ジルベルタ王国騎士団は、貴族の子息から平民まで、幅広く採用している。
毎年開催される、騎士の採用試験には沢山の貴族や平民が集まり、平民に至っては、騎士になるという夢を抱いた若者が殺到するため、その倍率はかなりのものだ。
勿論、騎士のなかにも、身分の差によって明確な区分はある。平民出身の騎士は、決して騎士団の花形である護衛騎士にはなれない。護衛騎士という要人警護の任に就くのは、決まって貴族出身の騎士。隊長格も然り。平民がなんとか実力でのし上がっても、副隊長までが精々だ。
しかも、俺は平民の中でさえも、異質な存在だった。僻地である東の国の貧困に耐えかねてやってきた、元難民。この国からしたら、厄介者と爪弾きにされても仕方がない部類の人間だ。
そんな俺が、偶々やっていた騎士の採用試験を受けてみたら、運の良いことに受かってしまった。
俺は、生まれたときから体格だけは恵まれていて、腕っ節は誰よりも強かったから、そういう面を評価してくれたのだろう。けれど、所詮は元難民。運良く騎士にはなれたが、出世なんて、期待するだけ無駄だと思っていた。

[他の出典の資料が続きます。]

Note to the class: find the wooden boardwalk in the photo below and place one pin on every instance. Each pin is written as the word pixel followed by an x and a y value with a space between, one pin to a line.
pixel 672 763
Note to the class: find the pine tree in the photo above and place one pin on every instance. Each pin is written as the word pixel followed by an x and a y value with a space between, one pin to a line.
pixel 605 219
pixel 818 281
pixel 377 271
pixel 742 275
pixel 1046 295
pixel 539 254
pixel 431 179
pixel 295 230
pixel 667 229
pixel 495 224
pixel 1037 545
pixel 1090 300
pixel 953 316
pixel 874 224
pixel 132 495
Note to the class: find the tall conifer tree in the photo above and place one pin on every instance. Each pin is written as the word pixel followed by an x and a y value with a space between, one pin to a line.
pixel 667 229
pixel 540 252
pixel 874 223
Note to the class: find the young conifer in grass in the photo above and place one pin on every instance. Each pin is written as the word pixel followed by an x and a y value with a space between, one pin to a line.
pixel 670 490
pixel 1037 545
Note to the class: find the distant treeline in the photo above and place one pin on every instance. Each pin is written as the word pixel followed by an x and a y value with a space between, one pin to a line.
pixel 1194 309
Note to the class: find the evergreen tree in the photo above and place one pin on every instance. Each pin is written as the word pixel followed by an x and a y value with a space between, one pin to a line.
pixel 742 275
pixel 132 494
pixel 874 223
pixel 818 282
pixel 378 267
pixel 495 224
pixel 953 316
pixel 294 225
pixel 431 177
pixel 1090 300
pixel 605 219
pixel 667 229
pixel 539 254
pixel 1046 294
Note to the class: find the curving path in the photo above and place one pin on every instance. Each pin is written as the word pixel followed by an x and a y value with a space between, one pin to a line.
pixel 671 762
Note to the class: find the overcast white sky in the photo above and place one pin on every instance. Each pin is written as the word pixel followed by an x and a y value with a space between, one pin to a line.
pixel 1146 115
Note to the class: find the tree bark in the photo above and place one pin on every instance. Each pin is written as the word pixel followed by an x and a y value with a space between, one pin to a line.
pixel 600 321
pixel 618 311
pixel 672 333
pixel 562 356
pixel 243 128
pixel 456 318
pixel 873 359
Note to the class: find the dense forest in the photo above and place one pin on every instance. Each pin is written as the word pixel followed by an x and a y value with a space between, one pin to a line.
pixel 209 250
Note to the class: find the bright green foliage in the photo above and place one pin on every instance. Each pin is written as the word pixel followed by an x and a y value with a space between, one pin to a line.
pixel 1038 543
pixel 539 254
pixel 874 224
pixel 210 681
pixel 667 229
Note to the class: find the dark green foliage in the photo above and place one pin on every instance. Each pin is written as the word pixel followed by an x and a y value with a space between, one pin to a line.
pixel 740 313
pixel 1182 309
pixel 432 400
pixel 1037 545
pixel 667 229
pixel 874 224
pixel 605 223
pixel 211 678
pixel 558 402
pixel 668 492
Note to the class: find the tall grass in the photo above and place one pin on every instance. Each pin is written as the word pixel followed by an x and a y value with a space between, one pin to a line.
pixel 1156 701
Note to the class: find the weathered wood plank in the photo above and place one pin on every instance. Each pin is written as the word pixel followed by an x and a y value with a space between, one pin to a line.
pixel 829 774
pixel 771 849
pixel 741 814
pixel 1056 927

まあ、それでも騎士というのは、給金が他の職に比べると大層良かった。だから、俺はそこそこ満足していたんだ。それなのに。
「――ああ、お前。面白いね」
俺の生活は、ある日を境に一変した。それは、勿論あのひねくれた王子のせいだ。
騎士団の訓練場にいきなり現れた、次期国王と目されている王子。当時、12歳ほどの少年だった王子は、どうも、自分専属の護衛騎士を近々傍に置きたいので、騎士団に下見に来たのだそうだ。
――王子の来訪の理由が知れ渡ると、訓練場は一気に浮ついた雰囲気に変わった。誰も彼もが、王子に視線を注ぎ、あわよくば自分が指名されないかと、そわそわしている。
俺は、滅多に見ることのない王族の姿が珍しくて、何をするでもなく、騎士たちに囲まれている王子を眺めていた。すると、そんな俺に、何故か件の王子が声を掛けてきたのだ。
王子が、平民出身の騎士に自ら声を掛けるなんて、滅多にあることじゃない。
周囲の注目が一気に集まり、嫉妬と羨望が入り交じった視線に晒されて、俺は顔を顰めた。
普通ならば、舞い上がってしまうものなのかもしれないが、元難民だったこともあり、この国の王族に何の感慨もなかった俺にとっては、王子という存在は只々厄介なだけ。
だから、黙って頭を下げて、早く帰ればいいのにと、心のなかでひたすら念じていたんだ。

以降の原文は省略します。